Yazma maceram sanırım fazlasıyla doğaçlamaya yaslanıyor. Bu yüzden belki amatör bir yanı var. Bir öykünün başına otururken asla kent ya da kırsal öyküsü olsun gibi bir peşin-düşünceyle oturmadım. Zihnimde ne varsa, neyi anlatmak istiyorsam onu anlatmanın peşinde oldum. Şimdi de böyle. Bundan sonra da öyle olacağını varsayıyorum. Çünkü bir yerde öykü kendini seçiyor ve zihnimizde kendini görünür kılıyor. Beynimdeki bu düzene saygı duyuyorum.
Yazının tamamı aşağıda...
Umut İnsanın Düşmanıdır
Gökçukuru otobiyografik izler taşıdığı izlenimini verse de
yazarının usta kurgularla gerçeği yeniden yaşattığı öykülerden oluşmakta.
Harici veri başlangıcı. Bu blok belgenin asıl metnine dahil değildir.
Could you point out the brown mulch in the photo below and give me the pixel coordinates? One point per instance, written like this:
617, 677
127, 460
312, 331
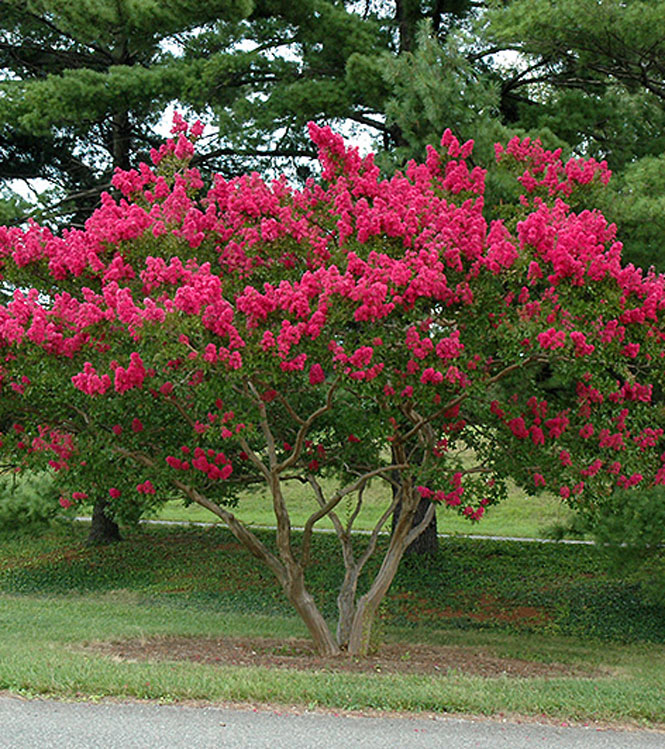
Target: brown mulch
298, 654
Işıklar,
öyküler boyunca yazarın hayatının filizlendiği kasabanın mekânlarının,
insanlarının, alışkanlıklarının farklı sahnelerine doğru, her öyküde farklı bir
evrimle yeni bir duygu ve gözleme çevriliyor. Özellikle de kitaba ismini veren
birinci hikâye “Gökçukuru” bir ulak gibi gelecek öykülerin güçlü sesini ve nefesini
hissettiriyor.
İç seslerin çokça duyulduğu, yerel gözüken onca tınının
beynelmilel hissedişin sınırlarına yaslandığı meseller, yazarın kaleminin
gücüne ve özümseyiş özgünlüğüne dikkat çekiyor.
“… bütün hikayeler çocukluktan itibaren bozulmaya başlar ama
bu yavaş yavaş gerçekleşir. İnsan kendisiyle bir anda karşılaşmaz çünkü. Nasıl
bir gözünüz, kaşınız, eliniz, kolunuz olduğunu fark ettiğiniz bir ilk an yoksa
çirkin olduğunuzu fark ettiğiniz bir ilk an da yoktur. Bir parçanız olarak o da
sizinle beraber büyür. Sık sık başı okşanan çocuklardan biri değilsinizdir; hatta
ara sıra annenizi kardeşlerinizi gizli gizli severken yakalarsınız. Bir süre
sonra bunu kabullenirsiniz. Görmezden gelmeyi öğrenirsiniz…”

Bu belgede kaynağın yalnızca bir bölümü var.